Swiss Storytelling Photo Grant 9th
LuganoPhotoDays
Toby Binder
Wee Muckers – Youth of Belfast
Daily life of teenagers in Belfast, 25 years after the Peace Agreement. People still live separated by walls and there is hardly any dialogue possible between young people from Catholic and Protestant communities.
»If I had been born at the top of my street, behind the corrugated-iron border, I would have been British. Incredible to think. My whole idea of myself, the attachments made to a culture, heritage, religion, nationalism and politics are all an accident of birth. I was one street away from being born my ‘enemy’«. Paul McVeigh, Belfast-born novelist
I have been documenting the daily life of teenagers in British working-class communities for almost two decades. After the Brexit referendum I focussed this work on Belfast in Northern Ireland. There was a serious concern that the final implementation of Brexit will threaten the Peace Agreement of 1998 that ended the armed conflict between Protestant Unionists and Catholic Nationalists who live in homogeneous neighborhoods that are divided by walls till today. These two communities in Belfast who seem to have irreconcilable differences, are more similar than they’d both like to admit. While they still stick to their own symbols of their identity and tradition, they wear the same clothes, have the same haircuts, listen to the same music, drink the same beer, take the same drugs and often the same worries such as violence, unemployment, social discrimination and therefore, lack of prospects. They seem to have the same DNA!

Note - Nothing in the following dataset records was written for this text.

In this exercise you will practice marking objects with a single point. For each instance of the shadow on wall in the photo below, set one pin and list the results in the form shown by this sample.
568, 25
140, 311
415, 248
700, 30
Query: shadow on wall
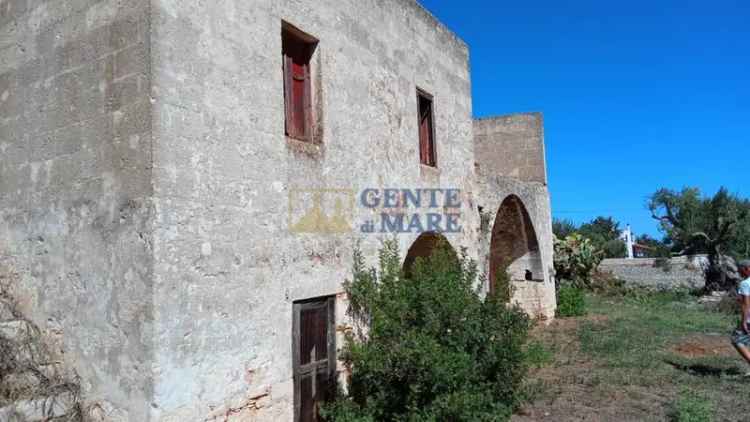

But 25 years after the Peace Agreement people still live in parallel societies, there is no contact in everyday life of working-class communities. Only 7% of pupils in Northern Ireland go to integrated schools. Problems with the practical implementation of Brexit have increased tensions. And the fact that, for the first time, there are now more Catholics than Protestants and that Sinn Féin, a pro-Irish party, has won a majority in Parliament, opens the door to reunification with the Republic of Ireland. This will lead to further controversy in the years to come. It is definitely time to overcome old rifts and ideas of identity or belonging and to look forward - in the sense of a better future for all young people in Northern Ireland!